Sepupunya itu, yang ingin menjadi tangan pengendali permainan, nyatanya juga berada di bawah kendalinya.
Di Xinzheng saat ini, meskipun ia bisa memengaruhi Raja Han, sosok-sosok seperti Ji Wuye dan Zhang Kaidi bukanlah orang yang mudah dibodohi. Keberadaannya pun sebenarnya merupakan sesuatu yang diizinkan secara diam-diam oleh pihak tertentu. Dan izin diam-diam ini pun memiliki batasannya sendiri.
Sama seperti Li Shang'an, ia bisa memanjat menuju puncak kekuasaan, tetapi begitu sampai di posisi tertentu, banyak orang akan mulai mengincarnya. Meskipun pria ini selalu memberi kejutan, pada akhirnya ia tetap berjalan dalam aturan yang ada di depan mata.
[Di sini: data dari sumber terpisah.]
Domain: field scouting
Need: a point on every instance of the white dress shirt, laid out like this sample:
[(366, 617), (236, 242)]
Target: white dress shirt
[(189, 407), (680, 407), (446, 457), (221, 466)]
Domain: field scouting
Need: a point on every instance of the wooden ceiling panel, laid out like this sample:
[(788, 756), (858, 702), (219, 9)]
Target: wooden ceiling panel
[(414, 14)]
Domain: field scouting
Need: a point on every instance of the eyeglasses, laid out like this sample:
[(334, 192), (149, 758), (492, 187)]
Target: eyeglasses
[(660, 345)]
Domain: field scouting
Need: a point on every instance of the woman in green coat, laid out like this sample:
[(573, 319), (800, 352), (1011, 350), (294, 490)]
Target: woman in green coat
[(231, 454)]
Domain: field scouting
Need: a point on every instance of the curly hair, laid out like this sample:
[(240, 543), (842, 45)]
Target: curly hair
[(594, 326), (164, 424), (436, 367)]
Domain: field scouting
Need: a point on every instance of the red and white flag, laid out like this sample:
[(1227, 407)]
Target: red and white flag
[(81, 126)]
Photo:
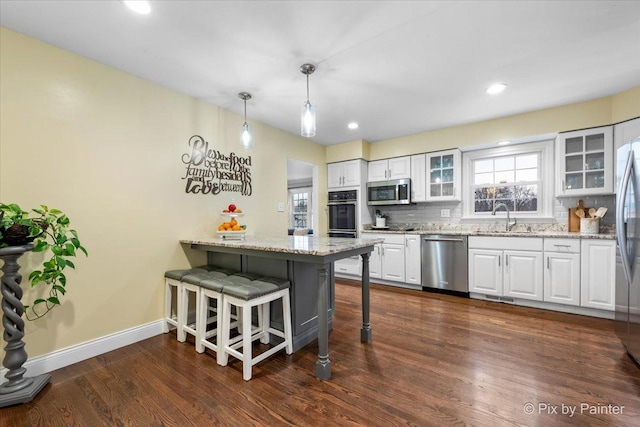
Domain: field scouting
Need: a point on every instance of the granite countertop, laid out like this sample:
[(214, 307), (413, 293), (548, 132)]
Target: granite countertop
[(307, 245), (537, 230)]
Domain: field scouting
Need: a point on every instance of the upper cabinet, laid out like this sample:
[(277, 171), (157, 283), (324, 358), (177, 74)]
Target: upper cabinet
[(384, 170), (585, 162), (623, 133), (344, 174), (443, 176), (419, 178)]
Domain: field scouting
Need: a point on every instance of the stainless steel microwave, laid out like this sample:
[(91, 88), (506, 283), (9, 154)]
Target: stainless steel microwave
[(396, 192)]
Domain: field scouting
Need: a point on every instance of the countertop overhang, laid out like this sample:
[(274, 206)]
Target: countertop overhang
[(493, 233)]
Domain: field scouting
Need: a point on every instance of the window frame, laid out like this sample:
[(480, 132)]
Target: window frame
[(544, 148), (309, 212)]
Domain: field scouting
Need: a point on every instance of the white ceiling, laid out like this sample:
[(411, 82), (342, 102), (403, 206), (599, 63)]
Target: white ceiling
[(396, 67)]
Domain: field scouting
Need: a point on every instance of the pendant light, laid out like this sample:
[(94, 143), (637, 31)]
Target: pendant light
[(308, 119), (246, 134)]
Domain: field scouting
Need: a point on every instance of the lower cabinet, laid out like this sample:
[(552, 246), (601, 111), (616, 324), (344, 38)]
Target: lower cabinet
[(351, 266), (392, 258), (412, 259), (375, 262), (485, 271), (387, 261), (523, 275), (597, 288), (509, 272), (572, 272), (562, 271)]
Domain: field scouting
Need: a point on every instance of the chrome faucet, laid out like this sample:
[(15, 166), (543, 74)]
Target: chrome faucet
[(509, 224)]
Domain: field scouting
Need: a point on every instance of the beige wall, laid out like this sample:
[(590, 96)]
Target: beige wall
[(358, 149), (597, 112), (105, 147)]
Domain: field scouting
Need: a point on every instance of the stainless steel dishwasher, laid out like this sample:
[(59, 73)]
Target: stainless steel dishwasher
[(444, 263)]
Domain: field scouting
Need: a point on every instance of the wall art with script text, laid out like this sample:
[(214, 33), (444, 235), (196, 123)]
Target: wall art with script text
[(208, 171)]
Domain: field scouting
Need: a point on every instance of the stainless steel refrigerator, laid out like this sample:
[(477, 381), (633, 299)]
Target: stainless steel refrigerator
[(628, 247)]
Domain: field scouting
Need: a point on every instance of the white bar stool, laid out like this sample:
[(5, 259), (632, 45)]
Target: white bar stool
[(191, 284), (246, 295), (172, 279)]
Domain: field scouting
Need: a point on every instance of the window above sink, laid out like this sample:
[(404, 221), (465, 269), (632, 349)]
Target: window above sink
[(519, 176)]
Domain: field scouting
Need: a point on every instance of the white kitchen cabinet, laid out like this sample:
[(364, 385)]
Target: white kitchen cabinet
[(598, 273), (351, 266), (485, 271), (584, 161), (623, 133), (523, 275), (391, 259), (344, 174), (506, 266), (395, 168), (412, 259), (375, 262), (393, 262), (419, 178), (562, 271), (444, 174)]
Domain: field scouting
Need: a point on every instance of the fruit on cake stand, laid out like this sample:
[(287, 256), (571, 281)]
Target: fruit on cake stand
[(230, 228)]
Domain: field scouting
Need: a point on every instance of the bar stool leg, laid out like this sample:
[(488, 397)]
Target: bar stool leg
[(264, 321), (246, 343), (223, 333), (286, 314), (170, 284)]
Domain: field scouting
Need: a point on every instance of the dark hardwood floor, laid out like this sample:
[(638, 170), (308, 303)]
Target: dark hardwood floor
[(435, 360)]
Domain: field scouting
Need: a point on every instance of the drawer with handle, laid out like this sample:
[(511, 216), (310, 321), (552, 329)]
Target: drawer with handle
[(569, 246)]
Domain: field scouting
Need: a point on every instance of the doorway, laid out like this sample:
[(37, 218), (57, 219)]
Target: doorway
[(302, 189)]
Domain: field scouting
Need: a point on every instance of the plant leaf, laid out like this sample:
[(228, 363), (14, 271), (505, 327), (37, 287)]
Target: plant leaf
[(62, 263)]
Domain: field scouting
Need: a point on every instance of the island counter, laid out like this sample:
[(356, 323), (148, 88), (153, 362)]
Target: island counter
[(307, 262)]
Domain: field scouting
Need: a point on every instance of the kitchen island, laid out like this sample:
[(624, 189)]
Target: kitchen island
[(307, 262)]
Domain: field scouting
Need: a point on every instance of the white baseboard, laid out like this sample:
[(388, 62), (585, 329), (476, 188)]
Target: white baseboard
[(77, 353)]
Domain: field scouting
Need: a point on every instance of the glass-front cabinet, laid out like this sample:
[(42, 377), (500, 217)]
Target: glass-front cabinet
[(585, 162), (443, 175)]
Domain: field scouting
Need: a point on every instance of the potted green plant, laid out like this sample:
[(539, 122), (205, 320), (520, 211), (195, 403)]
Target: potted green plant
[(49, 231)]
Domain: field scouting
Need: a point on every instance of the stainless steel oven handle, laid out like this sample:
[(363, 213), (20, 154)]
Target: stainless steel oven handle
[(620, 225)]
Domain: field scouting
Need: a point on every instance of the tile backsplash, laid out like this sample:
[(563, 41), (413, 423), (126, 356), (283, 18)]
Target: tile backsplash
[(421, 213)]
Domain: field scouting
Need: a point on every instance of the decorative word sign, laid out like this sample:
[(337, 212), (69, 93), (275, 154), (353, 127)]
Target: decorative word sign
[(209, 171)]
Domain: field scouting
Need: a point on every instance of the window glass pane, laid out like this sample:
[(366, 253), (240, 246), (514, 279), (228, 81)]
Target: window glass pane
[(481, 166), (495, 183), (526, 198), (504, 163), (484, 178), (526, 175), (506, 176), (527, 161)]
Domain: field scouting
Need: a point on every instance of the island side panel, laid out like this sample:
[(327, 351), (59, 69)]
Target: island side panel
[(303, 277)]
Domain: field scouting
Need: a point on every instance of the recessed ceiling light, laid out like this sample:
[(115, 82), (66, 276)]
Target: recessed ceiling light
[(139, 6), (496, 88)]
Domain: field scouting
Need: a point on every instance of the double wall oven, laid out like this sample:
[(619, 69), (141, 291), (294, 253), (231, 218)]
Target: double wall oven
[(343, 213)]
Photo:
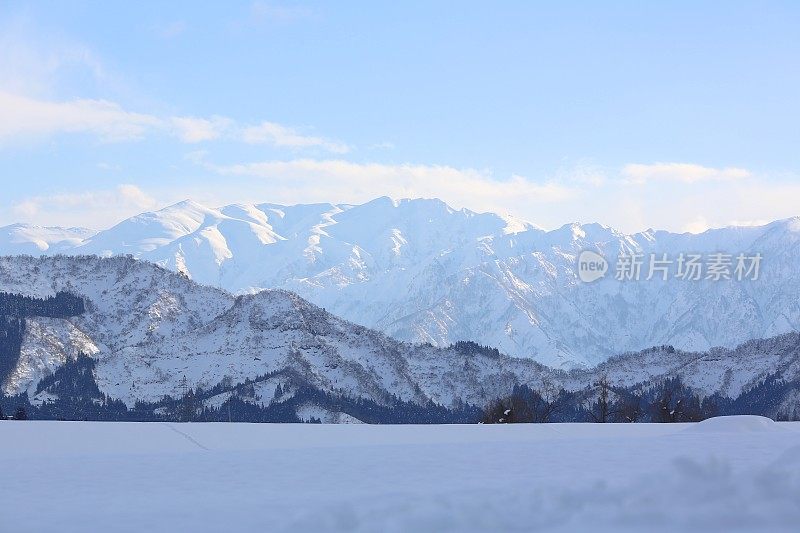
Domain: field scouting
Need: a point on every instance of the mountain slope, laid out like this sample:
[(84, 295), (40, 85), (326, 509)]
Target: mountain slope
[(149, 329), (421, 271)]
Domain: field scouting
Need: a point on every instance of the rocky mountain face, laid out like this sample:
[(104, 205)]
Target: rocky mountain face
[(420, 271), (152, 332)]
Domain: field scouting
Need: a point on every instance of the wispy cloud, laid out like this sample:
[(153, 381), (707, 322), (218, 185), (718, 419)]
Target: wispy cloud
[(306, 180), (681, 172), (281, 136), (103, 206), (170, 30), (25, 118), (267, 11)]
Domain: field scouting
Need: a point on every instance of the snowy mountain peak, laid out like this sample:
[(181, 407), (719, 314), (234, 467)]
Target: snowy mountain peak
[(422, 271)]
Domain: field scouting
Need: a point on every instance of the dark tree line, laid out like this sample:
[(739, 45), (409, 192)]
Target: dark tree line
[(62, 305), (667, 401)]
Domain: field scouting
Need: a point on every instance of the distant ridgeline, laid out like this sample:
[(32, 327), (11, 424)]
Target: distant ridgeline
[(71, 392), (14, 308)]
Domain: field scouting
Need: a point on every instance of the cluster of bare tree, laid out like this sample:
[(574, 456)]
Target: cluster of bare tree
[(602, 402)]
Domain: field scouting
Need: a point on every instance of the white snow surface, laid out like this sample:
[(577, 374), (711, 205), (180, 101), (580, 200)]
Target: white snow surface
[(421, 271), (719, 475)]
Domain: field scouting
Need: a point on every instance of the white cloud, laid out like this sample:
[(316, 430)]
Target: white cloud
[(306, 180), (281, 136), (682, 172), (674, 206), (170, 30), (194, 130), (25, 118), (88, 208), (264, 11), (21, 116)]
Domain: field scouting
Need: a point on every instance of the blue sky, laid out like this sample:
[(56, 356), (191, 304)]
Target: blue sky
[(631, 114)]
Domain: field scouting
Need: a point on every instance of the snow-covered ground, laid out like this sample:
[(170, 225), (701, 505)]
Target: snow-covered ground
[(740, 473)]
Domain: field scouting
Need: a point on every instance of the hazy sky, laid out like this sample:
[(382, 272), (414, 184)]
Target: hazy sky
[(675, 115)]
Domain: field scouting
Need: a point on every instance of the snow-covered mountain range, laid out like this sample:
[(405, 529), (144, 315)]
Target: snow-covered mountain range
[(148, 328), (420, 271)]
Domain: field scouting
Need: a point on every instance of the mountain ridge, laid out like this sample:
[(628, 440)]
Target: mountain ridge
[(421, 271)]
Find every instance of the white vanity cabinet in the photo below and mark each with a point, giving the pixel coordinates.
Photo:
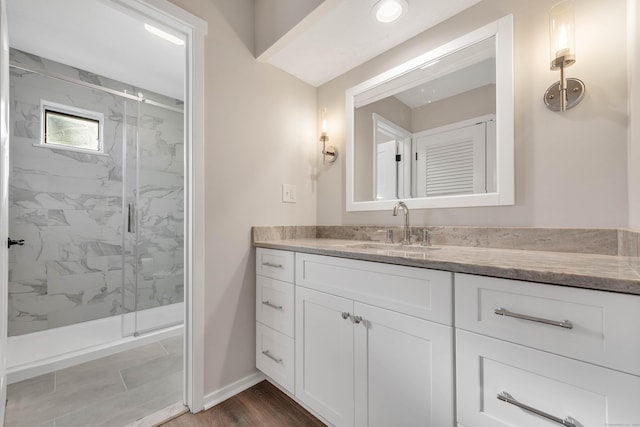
(274, 316)
(369, 348)
(530, 354)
Seberapa keras pun ia berjuang, akan sulit baginya untuk melompati gunung besar yang menghalangi.
Seorang pria yang merasa dirinya luar biasa karena telah melakukan sesuatu yang menggemparkan dunia, mengira ia bisa berdiri di puncak dan memandang rendah segalanya, tanpa menyadari bahwa mata-mata yang tersembunyi di kegelapan sedang mengawasinya.
Saat ia sedang berpikir demikian, sebuah tangan tiba-tiba mencengkeram pergelangan tangannya. Hati Mingzhu tersentak kaget. Entah sejak kapan, Li Shang'an telah membuka matanya dan menatapnya dengan tenang.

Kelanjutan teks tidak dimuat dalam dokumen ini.